Africa Flying

People's March Felt More Like Therapy Than Resistance

People’s March Felt More Like Therapy Than Resistance


This article is part of The D.C. Brief, TIME’s politics newsletter. Sign up here to get stories like this sent to your inbox.

Mary Kramer has lived in a near-total news blackout since Election Day. The Baltimore-area healthcare professional briefly dipped her toe back into the media puddle to watch President Jimmy Carter’s funeral, but quickly returned to limited consumption of the news. Words like “despondent,” “devastated,” and “destroyed” tumble forth as she assesses her reaction to President-elect Donald Trump’s imminent return to power.

“Eight years ago, I still had hope. I still had the fight in me,” the 65-year-old said Saturday on the north side of the National Mall, where a melange of liberal causes converged in a hodgepodge of a rally just hours before Trump was set to land near Washington to launch his Inauguration festivities. “This weekend is far from the march I attended eight years ago. That had hope and fight.”

She looked around as people milled about in a cold, grey lawn with a Lincoln Memorial under renovation standing as the backdrop for speakers. “This country is just never going to elect a woman,” she said, pointing to Hillary Clinton’s and Kamala Harris’ losses to Trump. “It’s never going to happen, and we need to see it for what it is. I’m of a mind that we are not going to have a Constitution or a democracy by the time this ends. All because we just won’t vote for a woman.”
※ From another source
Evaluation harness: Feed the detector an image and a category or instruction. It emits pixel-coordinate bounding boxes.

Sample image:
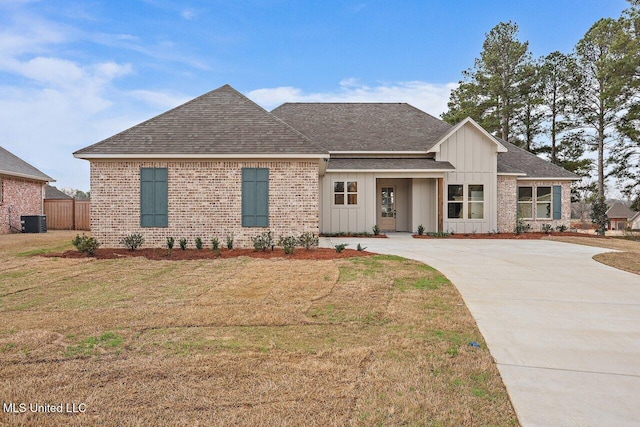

Almost exactly eight years ago, global capitals teemed with a sense of possibility, and the sunny streets of Washington were packed. On Saturday, it was loosely attended under a drab D.C. drizzle. The Reflecting Pool between the Washington Monument and the Lincoln Memorial was partially iced over. Piles of grey snow sat next to muddy stretches of the lawn. And the tall fencing was a militaristic reminder that Trump will take office in two days, even if his Inauguration ceremony has been moved inside the Capitol in anticipation of frigid temperatures on Monday.

Many of those there seemed to grasp they were in a decided minority as they brace for Trump’s return. They’re equally frustrated with their prospects for mounting any sort of meaningful blockade to Trumpism in a city where his allies control both chambers of Congress and enjoy a 6-3 majority on the Supreme Court. Whereas the first iteration of The Resistance seemed primed with potential, this facsimile feels far more muted and more than a little like a communal therapy session.

The signs and slogans were familiar. The “We Rise, We Resist, We March” and “Feminists Against Facism” prints have been de rigeur ingredients at this variety of political performance for almost a decade at this point. Others were slightly fresher, with plenty of takes from the legion of Childless Cat Ladies, as Vice President-elect J.D. Vance for some reason decided to slam Trump’s critics. Even so, it was impossible to feel any real confidence that showing up for this rally—which promoted causes at times as varied as environmental justice, Free Palestine, trans rights, and D.C. statehood—would move the needle in any measure beyond affirming the current Left’s belief that intersectionality would save it. The umbrella of the current liberal network proved mighty big, encompassing social and racial identities, niche causes like specific coral reefs, and reproductive and voting rights; it might also be fairly flimsy in the face of MAGA headwinds.

“I am tired. I am exhausted. I am angry,” said Nancy Casavis, sporting both a sweatshirt and hat with vulgar language on them to disparage Trump. The 66-year-old retired special education teacher who now calls The Villages, Fla., home, said she was bracing for a rough four years. “But we cannot sit down and shut up. I don’t want my grandkids thinking what they’re seeing in a Trump universe is OK.” So she held a bevvy of hand-made signs and took snaps that she plans to add to a collection of protest shots she is collecting to give her family members so “they know we were on the right side of this fight.”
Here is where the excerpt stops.